Saturday, September 25, 2010

Cash For Campers

During the month of September, Roy and I have been exploring ways to earn extra cash while out on the road. This was in our plans already, but is particularly pertinent this month, as early retirement incentive funds came to an end. Roy has explored local jobs listed in the paper and leads given to him. We're finding that most jobs don't fit our mobile lifestyle. The employers are looking to hire long term, prefer to hire local, or "ouch" the reality check of wanting younger. We're only wanting to work enough to pick-up a few extra dollars and be done until the next time. We've considered temporary work agencies, but it takes time to get set-up with them. This might work out for areas we plan to be in for several months, then again, we feel it may be more of a commitment then we are looking for. I may look into being a substitute teacher, when located in an area for several months, but it isn't my first choice. New experiences are part of what our adventure is about. We think we've discovered a good fit between our mobile lifestyle and work, through a free job listing service for RVers called Workkampers. Registering online, you'll receive a weekly listing of camper jobs around the country. Roy is set-up to begin working for an distribution center in Campbellsville, Kentucky starting November 7th. The assignment goes to December 23rd. The deal is sweet! They pay our campsite fee (instant $500 savings per month), $10.50 an hour for work performed, and a $500 bonus, if the assignment is completed! They do 20, 30, and 40 hours per week with the opportunity for overtime. I considered part time, but with our pet crew decided it would be best for me to maintain the household. We are already watching for other opportunities, and can see where we could get Workkamper assignments lined-up consecutively. Many of the opportunities are less intense than the Amazon job, and consist of hosting a campground 20 hours a week for exemption from lot rent. We have spotted a job listing for an 1800's silver mining ghost town in New Mexico near Gila National Forest! Now that sounds like the kind of work adventure we're looking for!

Monday, September 20, 2010

Spoiled Kitty

For anyone who is wondering how the crew is doing with accepting Otis, this picture pretty much says it all! Otis was sleeping alone on the floor wrapped in a blanket looking so cute Roy and I could hardly keep our hands off him. I guess Prin and Charles were feeling the same. Next thing we knew Prin was off the couch insisting on wrapping a paw around him, and then Charles came down off the couch to cuddle, too! Although Sugar isn't pictured, she is always protective of baby Otis during his play fights with Charles. Otis is now leading group walks down the sidewalk with the two dogs. That's even a more interesting sight!

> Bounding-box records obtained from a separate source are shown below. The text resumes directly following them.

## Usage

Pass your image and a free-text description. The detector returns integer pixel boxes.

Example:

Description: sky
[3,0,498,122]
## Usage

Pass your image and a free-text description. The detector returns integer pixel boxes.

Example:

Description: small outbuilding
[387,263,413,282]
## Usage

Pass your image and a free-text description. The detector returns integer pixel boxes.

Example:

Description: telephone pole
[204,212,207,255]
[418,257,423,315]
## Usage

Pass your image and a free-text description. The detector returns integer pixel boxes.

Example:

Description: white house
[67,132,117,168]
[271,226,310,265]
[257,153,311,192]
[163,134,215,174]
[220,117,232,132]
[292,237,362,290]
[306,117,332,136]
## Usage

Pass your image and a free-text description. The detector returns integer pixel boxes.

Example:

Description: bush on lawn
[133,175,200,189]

Monday, September 13, 2010

Our Home By The Creek

The last couple of weeks have been full of activity! On September 3rd we attended the beautiful wedding of my brother Jim's daughter, Stephanie. We visited with family and friends we haven't seen in a long time. On the 4th we enjoyed more great food, friends, and family as Stephanie and Mike opened their gifts. Roy and Jim have played golf, metal detected, and ridden their bicycles. I've been taking the dogs for runs and getting Otis out for walks a couple of times a day. He is making great gains. He is enjoying chasing leaves that roll with the breeze, and hopping grasshoppers. Yesterday he got so excited that he ran and jumped up a tree about a foot high! Roy has been testing the job market for temporary work. That's been discouraging, but we'll get the hang of ways to earn extra funds. Roy is working on quiting smoking, and I'm starting to get physically active again after last hurting my back. This time my exercise plan will be gentle walking and bicycle riding. Prin and Sugar tried out a swim in the creek off the rock slab behind the camper. We now have a new activity for hot days!

Sunday, September 5, 2010


We noticed traveling from Michigan to Indiana that when we pulled into Pokagon State Park for the night that our familiarity with the park and area gave us a feeling of returning home! We thought that was kind of strange, but it was a nice feeling. While at the park Roy was showing the influence of having been on the sled dog tour. Here is his team in training!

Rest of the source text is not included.